Czasy świetności formacji dowodzonej przez wokalistę Jona Bon Joviego przypadły na przełom lat 80. i 90. Wtedy grupa sypała przebojami jak z rękawa. Teraz pozostało jej jedynie odcinanie kuponów od dawnej sławy, choć wciąż pozostaje sporą atrakcją koncertową.
Najnowszy album powstał bez gitarzysty Richiego Sambory, który wnosił do zespołu klasycznego rockowego ducha. Szczęśliwie, nie ma to wpływu na brzmienie. Znów otrzymujemy garść dobrze skrojonych stadionowych przebojów o miłości.

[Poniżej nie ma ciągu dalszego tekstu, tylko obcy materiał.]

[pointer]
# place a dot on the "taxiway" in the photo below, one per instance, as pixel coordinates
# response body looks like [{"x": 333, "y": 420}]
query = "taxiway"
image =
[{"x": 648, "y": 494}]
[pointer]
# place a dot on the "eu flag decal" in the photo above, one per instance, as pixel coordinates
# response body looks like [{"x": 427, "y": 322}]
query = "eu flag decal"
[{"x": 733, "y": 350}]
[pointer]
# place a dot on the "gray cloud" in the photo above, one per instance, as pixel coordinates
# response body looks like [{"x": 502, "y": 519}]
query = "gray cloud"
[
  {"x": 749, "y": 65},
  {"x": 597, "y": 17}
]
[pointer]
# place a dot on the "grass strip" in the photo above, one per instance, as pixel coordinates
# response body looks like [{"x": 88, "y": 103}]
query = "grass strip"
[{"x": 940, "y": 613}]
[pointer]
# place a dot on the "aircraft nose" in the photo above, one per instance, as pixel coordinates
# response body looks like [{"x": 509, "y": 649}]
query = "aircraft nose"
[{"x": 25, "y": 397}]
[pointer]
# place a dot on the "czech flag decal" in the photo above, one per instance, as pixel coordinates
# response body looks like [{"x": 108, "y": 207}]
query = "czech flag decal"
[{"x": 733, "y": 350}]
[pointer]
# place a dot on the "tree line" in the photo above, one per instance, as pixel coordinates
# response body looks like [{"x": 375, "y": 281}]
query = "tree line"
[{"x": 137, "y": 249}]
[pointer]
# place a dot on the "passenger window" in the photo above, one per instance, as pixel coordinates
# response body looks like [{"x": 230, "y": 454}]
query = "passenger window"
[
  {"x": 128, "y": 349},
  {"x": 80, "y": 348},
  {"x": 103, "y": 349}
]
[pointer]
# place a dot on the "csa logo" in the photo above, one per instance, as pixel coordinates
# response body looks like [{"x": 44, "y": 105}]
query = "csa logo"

Bon Jovi pozostają wierni ugładzonemu rockowemu brzmieniu z wiodącą gitarą. Nośne refreny i rockowy power mają tytułowy „This House Is Not For Sale", "Scars on this Guitar" i "Living With The Ghost". Nieco karykaturalnie wypada podbarwiony elektronicznym bitem "Born Again Tomorrow".
Bon Jovi znacznie lepiej prezentują się w balladach: "Labor of Love", "The Devil`s in the Temple" i "Come On Up to our House". To była zawsze mocna strona zespołu. Zwraca uwagę okładka przedstawiająca opuszczony dom wyrastający z pnia drzewa.